Sorry, that was a trick question, and Sanders and Warren are great, patriotic Americans. These are quotes from none other than our own reborn, billionaire man of the people, Donald Trump!
But, he also said about single-payer: “It could have worked in a different age, which is the age you’re talking about here.” In other words, a different time back when politicians like JFK and LBJ had the guts to go up against the insurance industry and Big Pharma to enact Medicare for seniors!
And, there you have the real reason that both Trump and Obama shied away from introducing legislation to really solve the cost and access crisis in America. And, do not believe those who say Medicare for All will “bankrupt” America (per the “new” Trump last Wednesday). They are wrong.
Per the Organisation for Economic Cooperation and Development (OECD), per capita cost in single-payer Canada is $4,728; in Israel it is only $2,533. Here, it is $9,364! And our out-of-pocket cost is 50 percent higher as well.
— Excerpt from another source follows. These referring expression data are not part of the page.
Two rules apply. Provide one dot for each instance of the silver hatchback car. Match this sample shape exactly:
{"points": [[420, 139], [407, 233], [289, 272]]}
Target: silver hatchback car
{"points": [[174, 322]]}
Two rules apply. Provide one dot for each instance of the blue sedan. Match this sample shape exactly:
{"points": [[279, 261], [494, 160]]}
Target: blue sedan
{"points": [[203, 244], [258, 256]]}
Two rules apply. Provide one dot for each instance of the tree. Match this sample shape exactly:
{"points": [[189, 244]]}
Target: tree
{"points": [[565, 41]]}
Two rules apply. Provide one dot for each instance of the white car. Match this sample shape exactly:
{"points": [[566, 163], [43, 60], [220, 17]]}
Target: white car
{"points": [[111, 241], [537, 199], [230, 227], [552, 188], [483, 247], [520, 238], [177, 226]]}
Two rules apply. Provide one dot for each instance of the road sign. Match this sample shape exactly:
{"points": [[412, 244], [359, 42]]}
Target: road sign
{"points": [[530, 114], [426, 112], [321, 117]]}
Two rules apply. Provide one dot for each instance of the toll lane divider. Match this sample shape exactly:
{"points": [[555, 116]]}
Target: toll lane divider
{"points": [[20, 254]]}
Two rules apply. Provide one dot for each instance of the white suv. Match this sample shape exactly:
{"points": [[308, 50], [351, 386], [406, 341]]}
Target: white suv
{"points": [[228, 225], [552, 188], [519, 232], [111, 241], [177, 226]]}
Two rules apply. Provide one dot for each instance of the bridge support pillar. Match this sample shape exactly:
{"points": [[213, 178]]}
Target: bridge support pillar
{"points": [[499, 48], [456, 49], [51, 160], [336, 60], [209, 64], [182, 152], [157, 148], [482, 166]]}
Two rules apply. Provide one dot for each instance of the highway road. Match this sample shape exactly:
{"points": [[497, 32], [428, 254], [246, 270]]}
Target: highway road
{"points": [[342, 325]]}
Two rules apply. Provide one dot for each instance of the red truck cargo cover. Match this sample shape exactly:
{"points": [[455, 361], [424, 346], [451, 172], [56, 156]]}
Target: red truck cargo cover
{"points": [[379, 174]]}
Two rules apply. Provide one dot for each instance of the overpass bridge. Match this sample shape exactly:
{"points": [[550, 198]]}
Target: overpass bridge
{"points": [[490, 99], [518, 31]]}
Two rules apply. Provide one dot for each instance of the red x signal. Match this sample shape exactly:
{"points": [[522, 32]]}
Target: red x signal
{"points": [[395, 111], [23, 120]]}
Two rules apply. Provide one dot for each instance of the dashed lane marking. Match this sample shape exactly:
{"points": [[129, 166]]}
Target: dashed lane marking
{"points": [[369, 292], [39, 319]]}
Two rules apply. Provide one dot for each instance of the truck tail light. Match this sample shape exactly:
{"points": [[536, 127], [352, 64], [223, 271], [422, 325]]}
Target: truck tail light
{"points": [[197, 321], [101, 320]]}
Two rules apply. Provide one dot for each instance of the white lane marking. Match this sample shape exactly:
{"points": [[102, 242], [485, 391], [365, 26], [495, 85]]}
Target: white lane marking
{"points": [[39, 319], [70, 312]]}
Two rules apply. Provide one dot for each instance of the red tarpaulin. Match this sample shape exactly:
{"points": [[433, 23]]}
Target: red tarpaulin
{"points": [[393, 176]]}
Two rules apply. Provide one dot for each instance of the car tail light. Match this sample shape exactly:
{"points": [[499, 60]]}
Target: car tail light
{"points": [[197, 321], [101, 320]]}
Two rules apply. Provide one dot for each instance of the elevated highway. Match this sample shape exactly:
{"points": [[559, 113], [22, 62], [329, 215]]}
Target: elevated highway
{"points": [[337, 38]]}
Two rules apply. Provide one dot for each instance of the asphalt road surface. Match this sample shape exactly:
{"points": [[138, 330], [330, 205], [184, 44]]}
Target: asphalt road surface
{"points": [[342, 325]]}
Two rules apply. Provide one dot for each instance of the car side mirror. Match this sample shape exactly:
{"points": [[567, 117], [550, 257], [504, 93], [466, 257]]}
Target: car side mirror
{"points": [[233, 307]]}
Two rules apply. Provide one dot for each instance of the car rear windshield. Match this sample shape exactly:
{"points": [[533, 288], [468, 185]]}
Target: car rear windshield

And, don’t believe Health and Human Services Secretary Tom Price and others on the far right who say we can’t convert to single-payer due to access and quality problems. The Commonwealth Fund has just issued a report analyzing the health care systems of 11 wealthy nations. We come out last on every measure with the exception of one. There, we are second-to-last.
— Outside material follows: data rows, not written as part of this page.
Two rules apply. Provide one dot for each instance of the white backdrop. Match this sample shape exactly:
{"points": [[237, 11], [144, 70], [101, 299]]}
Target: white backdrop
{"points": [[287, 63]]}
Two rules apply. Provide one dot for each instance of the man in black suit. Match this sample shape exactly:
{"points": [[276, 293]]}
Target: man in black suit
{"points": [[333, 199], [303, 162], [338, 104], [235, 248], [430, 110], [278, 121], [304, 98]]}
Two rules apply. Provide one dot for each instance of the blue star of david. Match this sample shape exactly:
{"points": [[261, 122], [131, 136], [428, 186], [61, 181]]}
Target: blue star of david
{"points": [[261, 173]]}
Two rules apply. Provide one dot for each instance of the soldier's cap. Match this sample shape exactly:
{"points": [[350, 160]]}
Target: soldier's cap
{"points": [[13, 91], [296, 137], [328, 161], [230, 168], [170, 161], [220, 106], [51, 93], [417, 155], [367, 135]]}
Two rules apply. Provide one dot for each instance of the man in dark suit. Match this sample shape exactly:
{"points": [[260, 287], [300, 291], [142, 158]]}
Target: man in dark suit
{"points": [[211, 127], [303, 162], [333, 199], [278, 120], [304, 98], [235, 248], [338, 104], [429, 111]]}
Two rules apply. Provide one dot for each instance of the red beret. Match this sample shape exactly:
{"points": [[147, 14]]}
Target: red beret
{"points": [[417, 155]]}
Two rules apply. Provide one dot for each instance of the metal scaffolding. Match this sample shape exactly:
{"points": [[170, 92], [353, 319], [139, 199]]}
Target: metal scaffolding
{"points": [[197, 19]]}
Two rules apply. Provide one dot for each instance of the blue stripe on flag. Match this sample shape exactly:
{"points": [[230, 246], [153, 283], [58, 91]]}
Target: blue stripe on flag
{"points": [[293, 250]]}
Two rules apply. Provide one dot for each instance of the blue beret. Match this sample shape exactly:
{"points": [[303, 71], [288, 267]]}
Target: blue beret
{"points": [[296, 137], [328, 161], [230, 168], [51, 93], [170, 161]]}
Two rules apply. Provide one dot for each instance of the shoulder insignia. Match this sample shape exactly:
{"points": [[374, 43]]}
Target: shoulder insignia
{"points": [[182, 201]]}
And, this is not the first time we have come out on the bottom. Last year, Commonwealth Fund issued a report with similar findings. Let’s look at a representative sample of Western nations: Australia, France, Canada, Germany and the U.S.A. All have much less per-capita health care costs and universal coverage.
While 51 percent of Americans report that they can get a same-day appointment with their M.D., the figure was much higher for other countries. For instance, Australia was 67 percent. Only Canada (43 percent) is worse than the U.S.
In ease of obtaining care after-hours, 51 percent of Americans reported being satisfied. Other nations were at 63 percent to 64 percent, except Australia at 44 percent.
But, we fared even worse on one measure, financial barriers to access. An amazing 33 percent of Americans experienced financial difficulties while only 7 percent of Germans did. In fact, no nation had over 17 percent experiencing financial barriers, except the “you are on your own” U.S.A.
The United States is the most religious democracy (Gallup). It is hard to understand how a nation whose population professes to follow Judeo-Christian principles can fail to have health care as a right of citizenship.
This dismal situation represents a stark indictment of the leadership of our nation — both parties. Obamacare has problems and Trumpcare represents a horror show of epic proportions. The “different age” which Trump refers to for single-payer to be enacted starts right now.
He and Congress need to move ASAP to establish a joint Congressional Committee to examine how best to finance the transition into Medicare for All. There is a body of pre-existing work on how this can be accomplished. A good reference point would be the detailed analysis done on this subject by Physicians for A National Health Program (PNHP).
Jack Bernard, the first director of health planning for Georgia, has been an executive with several national health care firms. A Republican, he’s a former chairman of the Jasper County Commission.